BifurcationKit.bifurcationdiagram! — Functionbifurcationdiagram!(F, dF, d2F, d3F, node, level, options; code, usedeflation, kwargs...)
Same as bifurcationdiagram but you pass a previously computed bifurcation diagram node from which you want to further compute the bifurcated branches. It is usually used with node = getBranch(diagram, code) from a previously computed bifurcation diagram.
BifurcationKit.getBranch — FunctiongetBranch(tree, code)
Return the part of the tree (bifurcation diagram) by recursively descending the tree using the Int valued tuple code. For example getBranch(tree, (1,2,3,)) returns tree.child[1].child[2].child[3].
BifurcationKit.getBranchesFromBP — FunctiongetBranchesFromBP(tree, indbif)

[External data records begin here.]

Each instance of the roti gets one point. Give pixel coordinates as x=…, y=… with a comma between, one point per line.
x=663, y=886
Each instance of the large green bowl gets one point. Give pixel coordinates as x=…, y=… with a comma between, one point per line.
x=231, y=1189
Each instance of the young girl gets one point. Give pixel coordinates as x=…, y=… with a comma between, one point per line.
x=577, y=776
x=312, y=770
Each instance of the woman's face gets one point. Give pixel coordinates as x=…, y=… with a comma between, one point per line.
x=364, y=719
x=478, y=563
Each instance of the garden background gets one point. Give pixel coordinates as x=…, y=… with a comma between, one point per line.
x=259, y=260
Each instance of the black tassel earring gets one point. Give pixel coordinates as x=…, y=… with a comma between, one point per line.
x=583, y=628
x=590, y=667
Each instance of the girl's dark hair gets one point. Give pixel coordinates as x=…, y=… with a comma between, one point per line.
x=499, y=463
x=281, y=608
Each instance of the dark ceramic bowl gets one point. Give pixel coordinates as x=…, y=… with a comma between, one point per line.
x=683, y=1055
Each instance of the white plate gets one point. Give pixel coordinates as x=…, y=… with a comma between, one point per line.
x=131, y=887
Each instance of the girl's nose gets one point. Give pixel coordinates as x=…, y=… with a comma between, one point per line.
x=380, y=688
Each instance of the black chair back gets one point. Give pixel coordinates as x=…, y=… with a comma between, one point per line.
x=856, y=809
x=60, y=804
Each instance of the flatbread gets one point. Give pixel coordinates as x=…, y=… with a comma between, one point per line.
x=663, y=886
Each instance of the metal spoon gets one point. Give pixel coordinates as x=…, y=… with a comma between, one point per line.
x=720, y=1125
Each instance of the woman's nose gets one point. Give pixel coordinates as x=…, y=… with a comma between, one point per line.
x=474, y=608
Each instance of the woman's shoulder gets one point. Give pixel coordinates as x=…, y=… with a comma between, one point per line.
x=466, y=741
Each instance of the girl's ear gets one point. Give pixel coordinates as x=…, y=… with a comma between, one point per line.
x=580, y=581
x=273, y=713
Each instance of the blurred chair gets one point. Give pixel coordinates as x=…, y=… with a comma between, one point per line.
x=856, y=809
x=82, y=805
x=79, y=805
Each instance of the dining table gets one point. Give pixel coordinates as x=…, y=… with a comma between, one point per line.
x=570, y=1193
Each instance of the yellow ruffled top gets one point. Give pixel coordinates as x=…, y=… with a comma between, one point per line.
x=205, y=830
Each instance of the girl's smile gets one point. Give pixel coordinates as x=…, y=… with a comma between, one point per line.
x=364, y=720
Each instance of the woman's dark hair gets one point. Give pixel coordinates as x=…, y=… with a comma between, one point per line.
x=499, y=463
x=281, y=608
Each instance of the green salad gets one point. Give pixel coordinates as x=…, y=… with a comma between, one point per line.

Return the part of the tree corresponding to the indbith-th bifurcation point on the root branch.
Utils for periodic orbits
BifurcationKit.getPeriod — FunctiongetPeriod(sh, x)
getPeriod(sh, x, par)
Compute the period of the periodic orbit associated to x.
getPeriod(psh, x_bar, par)
Compute the period of the periodic orbit associated to x_bar.
getPeriod(prob, x, p)
Compute the period of the periodic orbit associated to x.
BifurcationKit.getAmplitude — FunctiongetAmplitude(prob, x, p; ratio)
Compute the amplitude of the periodic orbit associated to x. The keyword argument ratio = 1 is used as follows. If length(x) = ratio * n, the call returns the amplitude over x[1:n].
getAmplitude(prob, x, p; ratio)
Compute the amplitude of the periodic orbit associated to x. The keyword argument ratio = 1 is used as follows. If length(x) = 1 + ratio * n, the call returns the amplitude over x[1:n].
BifurcationKit.getMaximum — FunctiongetMaximum(prob, x, p; ratio)
Compute the maximum of the periodic orbit associated to x. The keyword argument ratio = 1 is used as follows. If length(x) = ratio * n, the call returns the amplitude over x[1:n].
getMaximum(prob, x, p; ratio)
Compute the maximum of the periodic orbit associated to x. The keyword argument ratio = 1 is used as follows. If length(x) = 1 + ratio * n, the call returns the amplitude over x[1:n].